Ma subito dopo una brutta sconfitta a Verona per 3 a 2 richiama tutti alla realtà. Il turno successivo presenta la partita Roma – Juventus, ormai decisiva, con i primi dietro di 5 lunghezze. Se la Juve esce indenne dalla capitale, i giochi sono virtualmente fatti. Ma la Roma surclassa la Juve come poche volte era capitato in quegli anni. La supremazia giallorossa è totale e il 3 a 0 finale può sembrare risultato stretto ai padroni di casa. Adesso 3 punti di distacco a 5 giornate dal termine. Ma la Roma è gasata e la Juve appare usurata e appannata.

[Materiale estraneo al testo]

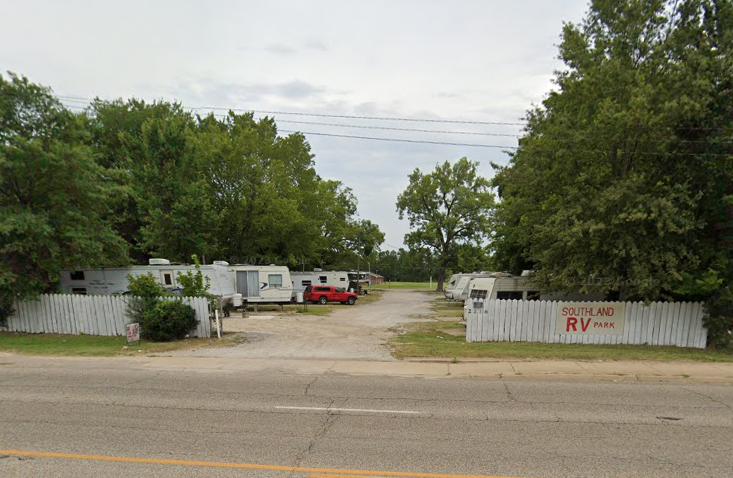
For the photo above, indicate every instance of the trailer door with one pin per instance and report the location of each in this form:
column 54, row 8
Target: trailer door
column 248, row 283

Sulle ali dell’entusiasmo, quasi spensierato e goliardico, la squadra capitolina vince in casa del Milan, batte a domicilio la Sampdoria, spadroneggia a Pisa. Intanto la Juve, dopo aver battuto l’Inter, perde a Firenze e pareggia con la Sampdoria. A due giornate dalla conclusione del campionato Juve e Roma sono appaiate a 41 punti, ma i bianconeri sembrano se non in crisi, almeno in difficoltà, mentre la Roma sprizza salute da tutte le parti e forse può solo rammaricarsi del punto casalingo perso mesi prima con il Como o di qualche sconfitta in trasferta magari evitabile.

Ma la Roma in 13 partite ha recuperato 8 punti. Un prodigio. Una cosa del genere negli anni precedenti (ma in quel caso si era trattato di 5 punti) era successo solo nella stagione 1975 – 76. In quel caso il Torino tolse dalle mani della Juve uno scudetto che pareva vinto. Ma quella era una Juventus lacerata da recriminazioni e polemiche interne roventi (vedere soprattutto il caso Anastasi), a fronte di cui il tecnico Carlo Parola non riuscì a mediare e ovviare.

Nel caso di specie del 1985 –  86 la Juve non è dilaniata da confronti interni: sta finendo un ciclo, glorioso quanto si vuole, e le forze naturalmente vanno scemando. Questo mentre la Roma di Eriksson appare potenza nuova, fresca, crescente, e gli schemi del tecnico svedese affascinano, divertono e riescono particolarmente propizi, persino congeniali. Inoltre, il calendario sembra favorevole ai giallorossi, che devono affrontare il Lecce, esordiente assoluto in “A” da tempo retrocesso, e il tranquillo Como, allorché la Juve deve vedersela con l’ostico Milan (ostico anche o soprattutto per tradizione) e il Lecce.

Le previsioni, anche per lo stato di forma comparato tra le due contendenti, parlano a favore della Roma. L’opinione pubblica pensa che il club capitolino possa conquistare 4 punti agevolmente o quasi nelle ultime due giornate. Si nutrono molti dubbi, quindi, che la Juve possa racimolarli tutti per intero e, comunque, in eventuale prospettiva spareggio si dà per favorita la compagine capitolina. Sembra essersi capovolta la prospettiva del campionato 1980 – 81 quando la Roma era rimasta per buona parte del campionato in testa (senza, tuttavia, mai poter vantare 8 punti di distacco sugli juventini, anzi, assestandosi il campionato, in linea di massima non si era andati oltre i 2 punti) ed era stata raggiunta e superata dai bianconeri al traguardo.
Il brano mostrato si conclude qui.